Unfortunately, Genentech and Tanox’s new asthma drug encompassed many of the points made above, and thus invited much scrutiny from the FDA. The drug was aimed at treating both adults and children with asthma and allergies. It was also a new class of drug, a monoclonal antibody, different from anything already being used by doctors today. The end result was that the FDA got squeamish and requested more data covering the safety of the drug. Genentech and Tanox now have amended their application to include only adults with asthma. Both companies plan to supply the FDA with more clinical data regarding safety and efficacy in children.

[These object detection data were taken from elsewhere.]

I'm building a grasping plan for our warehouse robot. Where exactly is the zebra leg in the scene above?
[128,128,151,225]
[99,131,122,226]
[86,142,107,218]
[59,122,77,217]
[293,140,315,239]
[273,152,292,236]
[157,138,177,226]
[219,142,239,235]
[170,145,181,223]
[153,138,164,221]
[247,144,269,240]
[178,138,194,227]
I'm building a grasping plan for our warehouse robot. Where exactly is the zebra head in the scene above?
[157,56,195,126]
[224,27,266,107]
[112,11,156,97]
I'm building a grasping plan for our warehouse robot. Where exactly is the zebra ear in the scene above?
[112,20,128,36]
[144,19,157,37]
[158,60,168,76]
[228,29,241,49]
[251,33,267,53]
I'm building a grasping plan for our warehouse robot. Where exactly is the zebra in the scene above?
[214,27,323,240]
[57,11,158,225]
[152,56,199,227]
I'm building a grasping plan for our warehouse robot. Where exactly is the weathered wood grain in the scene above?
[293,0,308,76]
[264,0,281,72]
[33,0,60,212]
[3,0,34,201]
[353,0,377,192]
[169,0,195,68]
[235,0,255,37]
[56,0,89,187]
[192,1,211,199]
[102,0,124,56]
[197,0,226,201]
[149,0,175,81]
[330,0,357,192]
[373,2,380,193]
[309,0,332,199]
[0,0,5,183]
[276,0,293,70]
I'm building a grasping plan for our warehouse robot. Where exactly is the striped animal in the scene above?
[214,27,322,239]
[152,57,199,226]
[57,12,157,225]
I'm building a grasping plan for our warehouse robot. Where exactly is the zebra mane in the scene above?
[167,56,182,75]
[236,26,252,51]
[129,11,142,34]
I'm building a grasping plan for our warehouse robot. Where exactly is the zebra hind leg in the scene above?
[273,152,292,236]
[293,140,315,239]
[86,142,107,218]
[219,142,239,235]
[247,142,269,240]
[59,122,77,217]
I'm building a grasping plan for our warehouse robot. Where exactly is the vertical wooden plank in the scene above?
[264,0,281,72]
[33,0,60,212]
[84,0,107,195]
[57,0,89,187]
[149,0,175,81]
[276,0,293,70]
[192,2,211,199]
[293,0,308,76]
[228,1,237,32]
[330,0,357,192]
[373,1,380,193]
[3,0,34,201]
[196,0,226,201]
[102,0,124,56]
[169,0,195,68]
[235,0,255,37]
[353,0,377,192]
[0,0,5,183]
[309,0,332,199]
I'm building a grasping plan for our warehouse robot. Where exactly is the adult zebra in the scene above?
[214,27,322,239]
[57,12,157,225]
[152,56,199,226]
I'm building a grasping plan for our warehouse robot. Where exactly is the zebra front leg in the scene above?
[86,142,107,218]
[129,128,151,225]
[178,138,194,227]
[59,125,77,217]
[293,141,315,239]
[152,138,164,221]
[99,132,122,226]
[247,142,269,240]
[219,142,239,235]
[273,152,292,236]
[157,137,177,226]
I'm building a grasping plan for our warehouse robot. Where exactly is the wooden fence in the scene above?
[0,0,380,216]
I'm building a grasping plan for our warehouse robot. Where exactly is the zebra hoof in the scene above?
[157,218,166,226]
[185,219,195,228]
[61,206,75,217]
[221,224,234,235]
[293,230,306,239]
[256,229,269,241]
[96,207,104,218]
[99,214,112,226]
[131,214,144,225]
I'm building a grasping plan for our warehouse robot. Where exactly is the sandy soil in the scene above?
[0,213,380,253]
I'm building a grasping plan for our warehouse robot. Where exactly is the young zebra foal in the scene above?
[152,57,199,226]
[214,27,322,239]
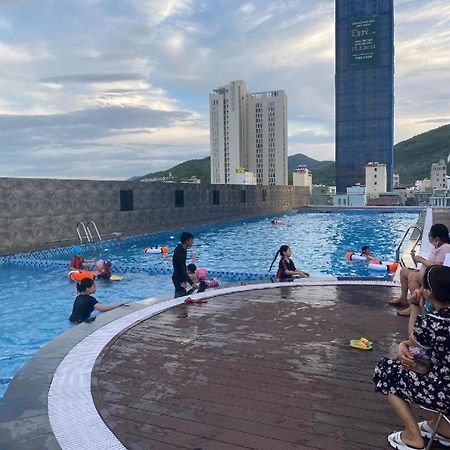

New Drug Application Accepted For Review, What Next?

Once a company’s application has been accepted for review, there is no guarantee the drug will get approved for use. It can take up to 18 months (usually 12) for the FDA to meet and decide if the drug is acceptable. As I mentioned earlier, “fast track” status shortens this time to six months.  However, during this time period, another seminal event awaits the company applying, an event that gets it closer to the all-important advisory committee meeting. Like the aforementioned sentinel events, it offers you another opportunity to enter and exit the stock. This event is the announcement of the all-important FDA advisory committee meeting, the meeting that will ultimately determine the fate of the drug and, many times, the company presenting it.

Good luck with your trading. I look forward to seeing you at TradingMarkets 2001.

Paul

I have been investing/trading in medical and biotechnology stocks for years. The one common theme is that this is a high risk/reward endeavor. When you are correct, many times you are richly rewarded. When you are wrong, you can be badly punished. Please keep this in mind and hedge/protect yourself appropriately when trading/investing in these stocks.